La provincia nella quale sono nato e cresciuto, quella di Benevento, ha da poco festeggiato la prima promozione in Serie A della propria squadra di calcio. Una gioia collettiva che raddoppia quella dell’anno scorso, quando l’esordio fu in Serie B, e che fu vissuta anche come un riscatto sul dramma della terribile alluvione del 15 ottobre 2015. I due eventi sono imparagonabili, eppure un filo non tanto sottile li lega, poiché entrambi hanno riattivato un forte senso di comunità e generato un sentimento collettivo di riscossa.

E di riscossa la provincia di Benevento ha bisogno. I dati Istat mostrano ormai da anni un costante calo demografico, che lascia presagire nel giro di qualche decennio la scomparsa di numerosi paesi e lo spopolamento dei centri maggiori. In una provincia che non raggiunge i trecentomila abitanti, nemmeno l’aumento dei flussi migratori in entrata riesce più a compensare le partenze di chi va via in cerca di lavoro.

Il Mezzogiorno non ha mai smesso di generare emigrazione, sia interna che verso l’estero. Ma il fenomeno ha assunto ultimamente caratteristiche nuove. Vanno via giovani e meno giovani di ogni classe sociale, in cerca di professioni diversissime: partono cuochi e ingeneri, architette e infermieri, professoresse, camerieri, disoccupati e studentesse. Questi dati non sorprendono se si considerano i tagli ai finanziamenti di tutti i settori strategici che il meridione continua a subire, dall’università ai trasporti (il decreto Sblocca Italia, ad esempio, destinò uno scandaloso 98,8% del finanziamento per le infrastrutture ferroviarie alle zone da Firenze in su).

Il Sud, però, non è più solo in questa discesa a picco. Sebbene con ritmi molto differenti, è l’intera Italia che sta vivendo, sulla scia della crisi economica, uno sfaldamento sociale progressivo. I sette uomini più ricchi del paese possiedono più di quanto possiede il 30% più povero degli italiani. Crescono l’impoverimento delle classi lavoratrici, l’erosione delle classi medie ed una sempre più profonda frattura generazionale che spinge ad emigrare persino i giovani di quello che una volta era il ricco Nord-est.

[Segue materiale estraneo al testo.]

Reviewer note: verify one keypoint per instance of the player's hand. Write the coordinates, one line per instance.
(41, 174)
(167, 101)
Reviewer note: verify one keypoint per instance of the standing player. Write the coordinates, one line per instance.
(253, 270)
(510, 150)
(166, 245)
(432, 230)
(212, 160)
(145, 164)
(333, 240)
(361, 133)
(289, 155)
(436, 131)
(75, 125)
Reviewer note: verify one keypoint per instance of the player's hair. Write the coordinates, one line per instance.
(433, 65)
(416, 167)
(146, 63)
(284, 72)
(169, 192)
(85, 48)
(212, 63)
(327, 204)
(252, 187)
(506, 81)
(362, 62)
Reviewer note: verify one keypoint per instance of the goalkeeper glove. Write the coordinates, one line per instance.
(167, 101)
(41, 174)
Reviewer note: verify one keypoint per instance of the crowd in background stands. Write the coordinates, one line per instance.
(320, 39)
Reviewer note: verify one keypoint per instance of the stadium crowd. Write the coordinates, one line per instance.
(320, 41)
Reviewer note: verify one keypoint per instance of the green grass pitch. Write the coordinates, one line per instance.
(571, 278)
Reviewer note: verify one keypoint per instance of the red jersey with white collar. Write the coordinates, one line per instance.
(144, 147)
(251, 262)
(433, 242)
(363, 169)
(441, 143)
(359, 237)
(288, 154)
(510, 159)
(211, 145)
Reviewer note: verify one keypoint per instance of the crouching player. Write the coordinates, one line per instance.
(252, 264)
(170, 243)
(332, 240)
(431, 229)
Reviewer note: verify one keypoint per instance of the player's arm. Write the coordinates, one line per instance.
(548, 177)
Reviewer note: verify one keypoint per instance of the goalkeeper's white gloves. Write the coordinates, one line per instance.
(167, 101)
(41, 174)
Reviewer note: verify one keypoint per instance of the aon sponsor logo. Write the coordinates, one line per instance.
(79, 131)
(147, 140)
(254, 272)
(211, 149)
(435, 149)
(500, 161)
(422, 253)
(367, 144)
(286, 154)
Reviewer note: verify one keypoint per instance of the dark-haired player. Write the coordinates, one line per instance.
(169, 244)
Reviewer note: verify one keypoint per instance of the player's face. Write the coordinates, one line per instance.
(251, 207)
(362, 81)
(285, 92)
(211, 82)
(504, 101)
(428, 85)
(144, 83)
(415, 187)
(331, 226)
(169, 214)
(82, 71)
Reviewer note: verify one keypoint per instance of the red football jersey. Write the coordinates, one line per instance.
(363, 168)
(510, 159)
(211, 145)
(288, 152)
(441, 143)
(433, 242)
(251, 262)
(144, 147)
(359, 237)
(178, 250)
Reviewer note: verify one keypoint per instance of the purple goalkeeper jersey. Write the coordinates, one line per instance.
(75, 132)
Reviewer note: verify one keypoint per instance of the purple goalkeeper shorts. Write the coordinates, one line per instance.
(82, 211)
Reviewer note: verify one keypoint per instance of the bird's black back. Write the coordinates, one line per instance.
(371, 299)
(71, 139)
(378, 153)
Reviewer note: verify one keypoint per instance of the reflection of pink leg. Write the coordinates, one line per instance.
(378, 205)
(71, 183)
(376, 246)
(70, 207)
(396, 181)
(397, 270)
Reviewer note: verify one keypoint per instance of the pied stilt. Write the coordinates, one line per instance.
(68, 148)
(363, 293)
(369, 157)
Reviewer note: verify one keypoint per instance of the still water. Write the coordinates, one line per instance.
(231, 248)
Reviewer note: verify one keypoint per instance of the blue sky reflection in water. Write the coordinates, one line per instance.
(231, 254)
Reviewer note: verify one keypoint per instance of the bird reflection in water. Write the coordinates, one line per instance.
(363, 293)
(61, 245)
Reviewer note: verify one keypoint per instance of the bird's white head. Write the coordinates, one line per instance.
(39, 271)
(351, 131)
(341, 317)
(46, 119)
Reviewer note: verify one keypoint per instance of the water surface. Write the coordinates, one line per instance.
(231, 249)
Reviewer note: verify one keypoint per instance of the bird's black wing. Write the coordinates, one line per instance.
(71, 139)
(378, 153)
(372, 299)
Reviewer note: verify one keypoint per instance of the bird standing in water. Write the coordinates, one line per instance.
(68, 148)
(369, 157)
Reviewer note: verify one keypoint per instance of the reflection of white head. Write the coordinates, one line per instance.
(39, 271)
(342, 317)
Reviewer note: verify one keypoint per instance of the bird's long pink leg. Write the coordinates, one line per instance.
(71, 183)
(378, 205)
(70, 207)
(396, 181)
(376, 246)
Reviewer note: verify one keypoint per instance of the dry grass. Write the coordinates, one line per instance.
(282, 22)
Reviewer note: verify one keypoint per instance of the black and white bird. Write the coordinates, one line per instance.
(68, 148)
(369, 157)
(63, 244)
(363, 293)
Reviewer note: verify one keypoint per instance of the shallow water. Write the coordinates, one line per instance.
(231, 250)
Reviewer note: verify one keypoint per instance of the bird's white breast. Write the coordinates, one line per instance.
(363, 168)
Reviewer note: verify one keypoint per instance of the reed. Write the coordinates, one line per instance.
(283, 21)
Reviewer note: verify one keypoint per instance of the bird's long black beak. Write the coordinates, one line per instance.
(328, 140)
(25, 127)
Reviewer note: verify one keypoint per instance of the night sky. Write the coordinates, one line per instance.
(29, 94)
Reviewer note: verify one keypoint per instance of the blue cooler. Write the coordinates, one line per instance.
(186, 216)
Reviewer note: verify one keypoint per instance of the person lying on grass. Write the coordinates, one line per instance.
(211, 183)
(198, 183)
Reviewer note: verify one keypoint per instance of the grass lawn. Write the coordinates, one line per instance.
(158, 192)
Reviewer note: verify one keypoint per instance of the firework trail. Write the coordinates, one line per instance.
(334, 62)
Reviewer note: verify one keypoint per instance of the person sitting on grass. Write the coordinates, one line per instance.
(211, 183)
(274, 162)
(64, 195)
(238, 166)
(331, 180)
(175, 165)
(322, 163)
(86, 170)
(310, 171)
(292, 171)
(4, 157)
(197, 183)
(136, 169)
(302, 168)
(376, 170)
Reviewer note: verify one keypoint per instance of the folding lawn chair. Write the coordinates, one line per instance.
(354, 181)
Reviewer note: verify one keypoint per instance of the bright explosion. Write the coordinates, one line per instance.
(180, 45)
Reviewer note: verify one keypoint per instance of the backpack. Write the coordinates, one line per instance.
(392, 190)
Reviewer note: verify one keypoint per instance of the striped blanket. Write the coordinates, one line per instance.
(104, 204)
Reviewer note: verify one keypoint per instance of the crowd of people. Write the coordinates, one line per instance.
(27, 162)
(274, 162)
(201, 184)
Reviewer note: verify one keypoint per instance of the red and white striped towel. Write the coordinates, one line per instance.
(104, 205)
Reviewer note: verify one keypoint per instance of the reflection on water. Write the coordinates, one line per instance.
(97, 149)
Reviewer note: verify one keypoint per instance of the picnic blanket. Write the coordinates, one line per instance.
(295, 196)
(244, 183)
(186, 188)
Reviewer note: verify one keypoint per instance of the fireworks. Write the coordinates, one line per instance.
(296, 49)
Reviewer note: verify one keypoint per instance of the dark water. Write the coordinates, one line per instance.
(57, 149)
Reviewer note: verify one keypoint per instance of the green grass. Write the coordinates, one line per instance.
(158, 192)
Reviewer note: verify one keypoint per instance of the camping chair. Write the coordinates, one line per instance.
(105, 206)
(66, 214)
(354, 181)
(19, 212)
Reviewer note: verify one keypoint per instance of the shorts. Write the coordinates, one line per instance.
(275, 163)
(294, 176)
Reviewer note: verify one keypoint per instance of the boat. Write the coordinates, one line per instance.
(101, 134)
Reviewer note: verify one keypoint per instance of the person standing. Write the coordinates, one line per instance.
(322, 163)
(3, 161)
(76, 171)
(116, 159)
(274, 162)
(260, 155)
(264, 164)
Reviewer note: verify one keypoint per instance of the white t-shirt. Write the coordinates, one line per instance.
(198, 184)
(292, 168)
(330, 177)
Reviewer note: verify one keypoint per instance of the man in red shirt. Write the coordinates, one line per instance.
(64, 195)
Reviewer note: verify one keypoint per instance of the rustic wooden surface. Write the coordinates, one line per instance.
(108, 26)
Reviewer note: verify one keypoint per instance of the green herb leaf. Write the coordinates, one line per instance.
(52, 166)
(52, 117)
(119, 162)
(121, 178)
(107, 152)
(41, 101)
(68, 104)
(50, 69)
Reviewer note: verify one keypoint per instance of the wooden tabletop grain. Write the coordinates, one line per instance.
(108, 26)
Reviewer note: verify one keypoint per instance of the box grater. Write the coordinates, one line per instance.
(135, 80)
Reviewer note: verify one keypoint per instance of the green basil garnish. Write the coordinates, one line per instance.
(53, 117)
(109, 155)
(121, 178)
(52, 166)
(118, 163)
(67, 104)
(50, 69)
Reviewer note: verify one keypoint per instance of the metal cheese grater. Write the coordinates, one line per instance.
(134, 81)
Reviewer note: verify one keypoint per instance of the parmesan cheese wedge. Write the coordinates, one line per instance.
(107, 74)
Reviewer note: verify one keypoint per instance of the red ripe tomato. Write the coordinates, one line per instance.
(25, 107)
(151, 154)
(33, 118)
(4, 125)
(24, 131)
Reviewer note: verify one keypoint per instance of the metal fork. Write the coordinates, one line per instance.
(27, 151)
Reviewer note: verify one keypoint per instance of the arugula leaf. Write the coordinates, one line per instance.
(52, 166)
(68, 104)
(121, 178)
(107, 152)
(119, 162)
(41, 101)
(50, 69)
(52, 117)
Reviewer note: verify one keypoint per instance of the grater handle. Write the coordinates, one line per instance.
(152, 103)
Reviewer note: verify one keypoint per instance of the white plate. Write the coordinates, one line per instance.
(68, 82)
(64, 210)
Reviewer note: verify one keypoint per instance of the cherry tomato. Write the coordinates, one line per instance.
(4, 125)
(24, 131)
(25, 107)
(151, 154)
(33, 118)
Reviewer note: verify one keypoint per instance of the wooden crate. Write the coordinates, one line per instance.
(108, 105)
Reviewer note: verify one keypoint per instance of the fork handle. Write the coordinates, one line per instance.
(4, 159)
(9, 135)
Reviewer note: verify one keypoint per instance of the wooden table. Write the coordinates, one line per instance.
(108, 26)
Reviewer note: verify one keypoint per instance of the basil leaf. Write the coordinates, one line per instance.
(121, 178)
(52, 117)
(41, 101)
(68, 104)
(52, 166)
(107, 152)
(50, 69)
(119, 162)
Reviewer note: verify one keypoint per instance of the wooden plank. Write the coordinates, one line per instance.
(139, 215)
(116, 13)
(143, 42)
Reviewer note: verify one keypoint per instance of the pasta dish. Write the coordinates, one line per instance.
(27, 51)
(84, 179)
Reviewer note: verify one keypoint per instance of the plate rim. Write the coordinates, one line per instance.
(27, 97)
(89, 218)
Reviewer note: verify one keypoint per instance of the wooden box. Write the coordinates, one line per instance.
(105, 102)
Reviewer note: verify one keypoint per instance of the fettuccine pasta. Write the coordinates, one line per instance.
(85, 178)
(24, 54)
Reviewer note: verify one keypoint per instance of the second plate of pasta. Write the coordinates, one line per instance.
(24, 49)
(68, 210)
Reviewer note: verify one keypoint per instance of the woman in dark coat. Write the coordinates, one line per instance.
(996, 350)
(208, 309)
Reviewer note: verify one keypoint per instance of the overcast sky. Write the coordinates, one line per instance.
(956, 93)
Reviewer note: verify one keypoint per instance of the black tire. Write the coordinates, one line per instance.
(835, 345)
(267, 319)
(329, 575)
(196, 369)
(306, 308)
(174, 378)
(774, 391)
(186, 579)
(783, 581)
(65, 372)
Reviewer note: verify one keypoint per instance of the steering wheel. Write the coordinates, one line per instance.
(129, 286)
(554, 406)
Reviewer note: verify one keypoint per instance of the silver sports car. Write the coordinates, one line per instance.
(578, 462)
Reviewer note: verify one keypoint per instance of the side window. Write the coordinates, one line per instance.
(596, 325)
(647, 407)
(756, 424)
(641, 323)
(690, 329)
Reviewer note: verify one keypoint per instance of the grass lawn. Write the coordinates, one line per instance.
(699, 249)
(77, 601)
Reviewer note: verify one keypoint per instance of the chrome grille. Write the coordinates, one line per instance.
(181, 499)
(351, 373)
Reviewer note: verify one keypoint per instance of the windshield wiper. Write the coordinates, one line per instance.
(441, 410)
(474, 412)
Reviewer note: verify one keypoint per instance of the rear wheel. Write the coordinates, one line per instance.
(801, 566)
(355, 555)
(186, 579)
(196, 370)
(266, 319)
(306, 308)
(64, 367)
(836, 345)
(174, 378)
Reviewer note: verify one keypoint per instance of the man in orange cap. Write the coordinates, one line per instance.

Testimonianza ne è il dramma di Gloria Trevisan e Marco Gottardi, architetti veneti espatriati a Londra in un cerca di un lavoro dignitoso e morti nell’incendio della Grenfell Tower. Una tragedia, quella di Londra, che dimostra come la lotta di classe dall’alto verso il basso non sia qualcosa che accade solo in Italia. La torre, un blocco di appartamenti situato in un quartiere popolare ma visibile dalla zone lussuose circostanti, era stata ristrutturata pochi anni fa. L’autorità pubblica che la gestisce spese centinaia di migliaia di sterline per un rivestimento esterno che serviva ad abbellirla agli occhi dei vicini super-ricchi e che ha facilitato il propagarsi delle fiamme, ma risparmiò sui sistemi antincendio, nonostante le proteste degli inquilini.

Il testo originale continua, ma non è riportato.